In "What You Know," the primary speaker is being questioned and, again, Falconer's striking image of "the statue of Antaeus, / his body in the arms / of another man" and how the speaker "thought it was love" is turned in the last lines of the poem to show how when we experience loss, we go through some change in how we perceive what we have lost. "And now? / I know he was crushing him." There are different ways of interpreting the speaker's change in perspective. Perhaps the speaker has grown from experience and recognizes that what he believed was love was, in fact, something else. However, the poet may be pointing out that when we lose something that is good, we must try to remember it as something that was bad or hurtful to cope with the loss, to convince ourselves that we have actually gained some goodness by losing something.
"Gravity and Light" includes a series of poems with the common title "Letter From the Cumberland," the Cumberland being a river in Tennessee (Falconer currently resides in Nashville). In one "Letter From the Cumberland" (p. 43) the tone of the book makes a defined shift from focusing mainly on loss and dwelling on loss to the idea that restoration, or at least something beyond loss, may be possible. The speaker sees a "bronze bird... / tipped wings spread / as if it could." Could what? Fly? Withstand the wind? We cannot say exactly from the context of the poem, and it really is not important. The point is that the speaker sees possibility. The irony, of course, is that the bird is not a living bird, but a bronze statue. So the speaker may be assessing the situation of the bird as futile, as though it does not matter what position the bronze animal was given by its sculptor, since the thing will never move. Perhaps possibility is only a pose.

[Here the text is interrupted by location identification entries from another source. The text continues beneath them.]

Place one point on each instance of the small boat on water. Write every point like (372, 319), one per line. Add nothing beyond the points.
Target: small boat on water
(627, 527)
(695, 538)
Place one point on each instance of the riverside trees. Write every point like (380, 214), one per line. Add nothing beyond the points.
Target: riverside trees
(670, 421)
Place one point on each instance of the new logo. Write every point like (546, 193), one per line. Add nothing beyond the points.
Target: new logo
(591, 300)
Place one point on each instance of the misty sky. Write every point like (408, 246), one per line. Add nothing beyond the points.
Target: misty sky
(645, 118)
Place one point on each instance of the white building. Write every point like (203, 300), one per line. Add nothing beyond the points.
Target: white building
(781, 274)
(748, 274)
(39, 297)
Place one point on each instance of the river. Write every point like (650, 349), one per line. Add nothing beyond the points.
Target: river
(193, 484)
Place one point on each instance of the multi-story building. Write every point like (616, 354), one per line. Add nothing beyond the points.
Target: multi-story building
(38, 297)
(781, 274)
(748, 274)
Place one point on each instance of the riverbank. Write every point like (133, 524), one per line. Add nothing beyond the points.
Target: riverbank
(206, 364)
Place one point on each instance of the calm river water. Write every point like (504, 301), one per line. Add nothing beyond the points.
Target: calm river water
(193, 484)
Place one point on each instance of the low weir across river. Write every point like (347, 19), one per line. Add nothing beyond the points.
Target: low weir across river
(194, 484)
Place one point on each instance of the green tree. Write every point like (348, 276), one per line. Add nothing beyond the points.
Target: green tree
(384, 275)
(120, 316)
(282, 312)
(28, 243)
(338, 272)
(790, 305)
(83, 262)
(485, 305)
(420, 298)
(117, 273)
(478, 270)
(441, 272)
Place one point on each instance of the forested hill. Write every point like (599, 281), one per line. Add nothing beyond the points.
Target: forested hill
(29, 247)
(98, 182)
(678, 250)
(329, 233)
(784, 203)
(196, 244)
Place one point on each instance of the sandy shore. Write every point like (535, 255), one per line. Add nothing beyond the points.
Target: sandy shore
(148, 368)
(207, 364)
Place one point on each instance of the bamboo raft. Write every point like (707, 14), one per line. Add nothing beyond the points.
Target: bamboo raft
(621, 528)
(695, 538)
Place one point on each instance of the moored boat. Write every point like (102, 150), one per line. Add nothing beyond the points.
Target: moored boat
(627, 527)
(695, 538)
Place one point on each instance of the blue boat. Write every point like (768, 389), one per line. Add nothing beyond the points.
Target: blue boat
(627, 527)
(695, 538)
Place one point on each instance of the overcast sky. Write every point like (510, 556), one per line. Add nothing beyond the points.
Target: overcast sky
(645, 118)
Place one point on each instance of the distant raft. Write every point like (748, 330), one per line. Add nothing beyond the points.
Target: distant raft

In "Prayer" the poet notes that as night falls, everything blends into darkness and there are no shapes, the world becomes one consistent shape of nothing. However, in the concluding stanza the speaker asks that "all... / in time and shape, / become themselves again." The context of the poem would suggest that the speaker is referring to the many inanimate objects and material possessions in his home be as they were before when light returns. Maybe this is the speaker's small step, the first longing, that those things which should not have any power to move on their own, should not have any power to leave or walk away, will not develop it. It may be a call for control, for the speaker's desire alone to make as much difference as action, to become a natural law, like the laws of physics that should keep all objects in their places unless they are acted upon. The speaker may be asking that, at least this one night, no action be taken but his own. Let something wait for him to wake up, let the world stop while he does. Of course, one may infer from the poem that the speaker's desires go well beyond the realm of inanimate objects and that what the speaker is really pleading for is that when something is lost to, or obscured by, darkness that they can be the same, that they can be restored to what they were by the return of light.
"The Battle of Nashville" presents the reader with a speaker resolved to be part of something good, something living despite the possibility of loss. "We're not brave / but we find each other in bed at night," he says, and "I think they are afraid. I think this is love." Things may change, death may come, we may not always stand up as others do for what we believe in, we may lose each other. But maybe love is staying even when we know all of that. Maybe love is fighting all of that.